In my 9-7-09 post, I discussed the guillotine and how quickly death came after decapitation. The post was titled Guillotine and Death: How Long Does It Take?

The French weren’t the only ones interested in the answer to this question. A report in the August 18, 1900 edition of The Journal of the American Medical Association (JAMA) discussed a recent report from Professor A. Hoche in which he described his experiments on two decapitated criminals.

“It’s alive!”

Who can forget the scene where Dr. Henry Frankenstein animates his monster with the power of electricity? Though the “Modern Prometheus” of Mary Shelley’s book is much different from the monster characterized by Boris Karloff in the classic 1931 movie, our collective mental image of the monster will always be Karloff. Just as Connery is Bond, Karloff is Dr. Frankenstein’s monster.

Karloff-Frankenstein)

But truth and art are often not that far apart.

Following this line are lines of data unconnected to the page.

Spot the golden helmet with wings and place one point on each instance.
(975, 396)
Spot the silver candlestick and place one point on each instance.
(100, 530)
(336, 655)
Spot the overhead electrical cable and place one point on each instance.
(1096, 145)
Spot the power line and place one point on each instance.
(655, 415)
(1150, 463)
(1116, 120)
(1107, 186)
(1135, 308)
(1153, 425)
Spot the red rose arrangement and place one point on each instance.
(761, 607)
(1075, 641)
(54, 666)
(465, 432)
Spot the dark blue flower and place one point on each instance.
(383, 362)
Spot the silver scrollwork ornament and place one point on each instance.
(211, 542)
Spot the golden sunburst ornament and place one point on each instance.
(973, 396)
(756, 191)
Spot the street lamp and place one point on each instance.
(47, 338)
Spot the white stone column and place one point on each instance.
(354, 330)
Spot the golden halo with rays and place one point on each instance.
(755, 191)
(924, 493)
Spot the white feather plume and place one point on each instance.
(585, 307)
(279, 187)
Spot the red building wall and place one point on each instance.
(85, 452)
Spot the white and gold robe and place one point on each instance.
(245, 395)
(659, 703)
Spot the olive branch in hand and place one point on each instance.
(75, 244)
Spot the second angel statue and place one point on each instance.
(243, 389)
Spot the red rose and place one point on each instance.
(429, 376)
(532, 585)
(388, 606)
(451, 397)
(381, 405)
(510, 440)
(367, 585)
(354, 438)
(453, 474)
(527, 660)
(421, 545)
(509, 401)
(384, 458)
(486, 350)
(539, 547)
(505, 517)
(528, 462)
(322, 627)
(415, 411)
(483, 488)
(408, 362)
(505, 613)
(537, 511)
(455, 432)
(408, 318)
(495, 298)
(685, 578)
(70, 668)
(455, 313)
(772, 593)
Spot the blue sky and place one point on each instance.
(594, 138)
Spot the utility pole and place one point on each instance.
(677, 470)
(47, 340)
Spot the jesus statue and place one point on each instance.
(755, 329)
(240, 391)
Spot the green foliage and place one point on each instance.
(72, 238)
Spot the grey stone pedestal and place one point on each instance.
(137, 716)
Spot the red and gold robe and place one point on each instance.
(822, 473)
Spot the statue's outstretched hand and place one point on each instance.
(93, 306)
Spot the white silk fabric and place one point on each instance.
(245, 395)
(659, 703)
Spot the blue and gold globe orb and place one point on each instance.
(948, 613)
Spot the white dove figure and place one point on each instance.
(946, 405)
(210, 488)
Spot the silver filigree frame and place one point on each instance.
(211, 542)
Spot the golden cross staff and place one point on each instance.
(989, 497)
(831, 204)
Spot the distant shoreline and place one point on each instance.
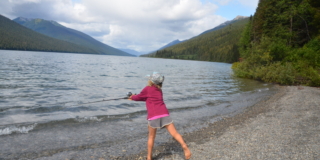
(286, 126)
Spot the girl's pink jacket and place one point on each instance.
(154, 101)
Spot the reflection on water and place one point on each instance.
(39, 87)
(42, 98)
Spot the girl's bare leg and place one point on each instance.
(172, 130)
(152, 136)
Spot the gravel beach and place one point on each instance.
(285, 126)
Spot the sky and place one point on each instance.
(141, 25)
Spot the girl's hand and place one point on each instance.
(130, 98)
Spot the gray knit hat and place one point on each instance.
(156, 78)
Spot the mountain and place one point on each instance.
(58, 31)
(16, 37)
(219, 44)
(171, 44)
(224, 24)
(165, 46)
(281, 43)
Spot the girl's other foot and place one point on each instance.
(187, 153)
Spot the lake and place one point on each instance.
(45, 99)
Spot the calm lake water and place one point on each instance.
(43, 94)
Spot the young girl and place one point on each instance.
(158, 114)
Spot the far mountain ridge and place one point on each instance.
(175, 42)
(225, 24)
(55, 30)
(14, 36)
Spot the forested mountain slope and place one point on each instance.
(55, 30)
(281, 43)
(16, 37)
(218, 45)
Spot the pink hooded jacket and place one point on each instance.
(156, 107)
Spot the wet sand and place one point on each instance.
(285, 126)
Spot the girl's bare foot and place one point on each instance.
(187, 153)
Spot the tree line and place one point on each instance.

Dr. Hoche’s first experiment involved applying a powerful current to the freshly cut (just 3 minutes) spinal cord of a convicted criminal after his court-ordered decapitation. The effects were dramatic. The headless corpse responded immediately: the arms flexed, the hands clenched, the legs extended and spasmed, and even the chest expanded as if taking a breath. Bet that shocked the Professor and any onlookers. He noted that this reaction dampened with time and that after about 12 minutes no reaction occurred at all.

In the second experiment, he used a weaker electrical current and found that the response was much less. Both arms contracted as did the muscles of the chest and abdomen, but the legs remained motionless. Again the reaction lessened with time and at about 16 minutes no further reaction to the current occurred.

He also found that stimulating the brain itself did not cause any reaction.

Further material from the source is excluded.